Née en 1968, Nathalie Amand est professeure à l'Académie des Beaux-Arts de
Tournai. Elle a publié à l'occasion de la dernière biennale de photographie en
Condroz sa première monographie, Parêtre, aux éditions Yellow Now (série Angles
vifs, 2019), et expose pour la première fois chez Contretype: plus qu’une synthèse
ou une rétrospective de son travail, une diagonale retorse et stimulante à travers
trente ans d’obsessions, de questions, d’émerveillements. Pratiquant l'argentique
et le moyen voire le grand format depuis toujours, la photographe a très tôt
manifesté une prédilection pour les mises en scène et la prise de vue en studio.

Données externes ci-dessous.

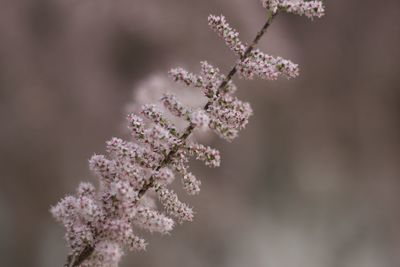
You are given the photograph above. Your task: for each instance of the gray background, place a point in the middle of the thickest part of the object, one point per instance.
(312, 182)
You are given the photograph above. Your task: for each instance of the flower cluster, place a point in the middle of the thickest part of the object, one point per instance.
(300, 7)
(256, 63)
(101, 223)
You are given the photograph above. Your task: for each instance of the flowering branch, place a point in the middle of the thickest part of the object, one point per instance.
(99, 223)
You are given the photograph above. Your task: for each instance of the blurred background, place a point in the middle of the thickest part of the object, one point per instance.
(314, 181)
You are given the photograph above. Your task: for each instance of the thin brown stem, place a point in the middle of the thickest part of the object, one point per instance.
(76, 260)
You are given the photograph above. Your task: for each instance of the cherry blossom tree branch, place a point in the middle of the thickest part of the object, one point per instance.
(76, 260)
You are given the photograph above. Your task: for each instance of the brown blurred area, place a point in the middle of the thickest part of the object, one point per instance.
(313, 181)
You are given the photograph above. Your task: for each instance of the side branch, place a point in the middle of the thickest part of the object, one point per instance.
(76, 260)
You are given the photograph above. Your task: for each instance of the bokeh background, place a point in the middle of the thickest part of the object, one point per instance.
(314, 181)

Envisageant la nature humaine dans ses recoins les plus intimes (rapport du corps à
l’espace et au temps, pudeur et identité, finitude et absurdité), elle convoque en
les rejouant, en les détournant, en les malmenant parfois, les genres les plus
établis de la peinture ou du dessin: nu et portrait, paysage et nature morte,
détails et vanités.
Encore le jeu sur ce qui est vu et ce qui est tu — ou invisible — est-il chez elle
faussement classique, plus complexe qu’il n’y paraît. Si l’aspect esthétique et la
sensualité (des peaux, des matières, des textures, des choses) occupent une part
prépondérante dans sa recherche, ce que Nathalie Amand questionne avant tout
c’est le regard du spectateur: sa position et son attitude face à ce qui est dévoilé,
et qui tantôt s’échappe en un flou de bougé, tantôt s’affiche avec excès, à
d’autres moments nous renvoie à nos propres peurs ou à nos besoins d’évasion,
d’interprétation, d’imaginaire, de légèreté.

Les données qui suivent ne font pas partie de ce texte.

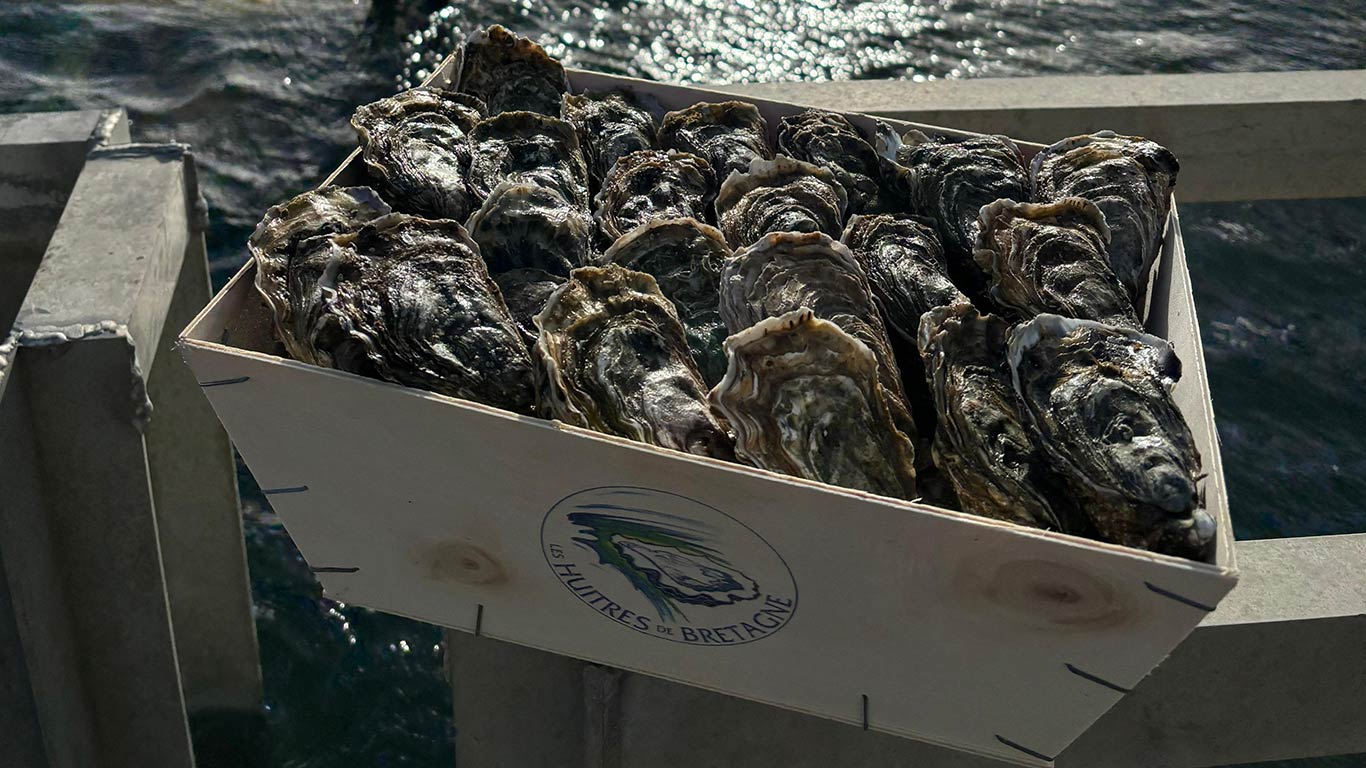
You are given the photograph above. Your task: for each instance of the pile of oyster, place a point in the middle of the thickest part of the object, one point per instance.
(915, 317)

Part visible ou mystérieuse, part des anges (cet alcool capiteux qui s’évapore du
vin) ou part du diable, part de l’oeil ou part maudite, tout chez la photographe
bataille et louvoie, hésite et résiste; entre ciel et terre, entre le pur et l’impur,
entre le délicat et le sulfureux. La beauté des choses est souvent inséparable de
leur fragilité, chaque lumière a son revers de noirceur; la présence passe par le
fait de tourner le dos, voir le réel implique de fermer les yeux… C’est qu’il s’agit
là de vérités contradictoires, plus intérieures que démontrables, et moins encore
démonstratives. Dans la cosmogonie intime d’Amand, la grande soif d’absolu passe
par les petites choses, que l’approche photographique ne se contente pas de
constater mais qu’elle dépasse, envisage autrement, transforme, transcende; et
les plus insignifiantes et délicates, sans gratter trop loin dans le songe ou la
métaphysique, invitent à une forme de recueillement, d’élévation, de méditation…
Le sacré? Peut-être bien, oui; mais son contraire, tout autant. Terrestre et
incarné, trivial s’il le faut. Et si les références abondent (au boudoir fétichiste et
au studio du XIXe, pour les « Hommages licencieux »; aux surréalistes, Ernst en
tête, pour les collages et assemblages; à d’autres grandes figures pour le paysage
et la nature morte…), c’est finalement pour tendre à l’épure, au dépouillement
sans détour, à l’essence d’un mystère — et finalement à une absence, essentielle,
plus difficile encore à nommer qu’à montrer ou à cacher.